A defesa do ex-presidente Jair Bolsonaro protocolou nesta quinta-feira (7) sua resposta à acusação apresentada pela Procuradoria-Geral da República (PGR), alegando diversas irregularidades processuais que, segundo o advogado Paulo Cunha Bueno, “ferem de morte” a denúncia. O documento contesta a competência do Supremo Tribunal Federal (STF) para julgar Bolsonaro e aponta supostas violações no acordo de delação premiada do tenente-coronel Mauro Cid, além de questionar a ausência de um juiz de garantias no processo.

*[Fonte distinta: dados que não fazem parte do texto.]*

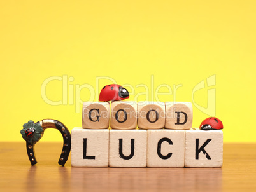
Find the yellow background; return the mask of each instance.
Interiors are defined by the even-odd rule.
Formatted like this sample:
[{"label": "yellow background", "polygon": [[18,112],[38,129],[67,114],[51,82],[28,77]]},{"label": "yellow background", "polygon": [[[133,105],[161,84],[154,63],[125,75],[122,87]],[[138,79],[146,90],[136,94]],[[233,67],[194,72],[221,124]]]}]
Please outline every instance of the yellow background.
[{"label": "yellow background", "polygon": [[[145,91],[136,87],[141,83],[151,93],[153,75],[154,88],[182,84],[176,100],[191,102],[193,88],[216,75],[224,142],[255,142],[255,1],[1,1],[0,141],[22,141],[20,130],[30,120],[81,126],[69,96],[58,106],[42,99],[42,83],[51,76],[73,77],[68,85],[74,90],[96,88],[96,77],[108,76],[137,94]],[[99,83],[97,92],[111,82]],[[62,100],[62,83],[48,84],[49,99]],[[75,90],[68,92],[75,100]],[[83,89],[81,99],[89,94]],[[196,97],[206,107],[207,88]],[[194,107],[193,127],[208,116]],[[42,140],[62,137],[49,130]]]}]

Em um texto duro, Bueno criticou a falta de acesso integral da defesa aos autos da investigação. “Vieram aos autos apenas os elementos que arrimaram a acusação, sonegando-se os demais à nossa análise, sem qualquer justificativa plausível”, afirmou o advogado, sustentando que a defesa tem sido submetida a um “cerceamento” que compromete a credibilidade do processo. Ele classificou a investigação como “semissecreta” e afirmou que, agora, o Brasil assiste a uma “ação penal semissecreta”, na qual apenas as provas que interessam à acusação são apresentadas.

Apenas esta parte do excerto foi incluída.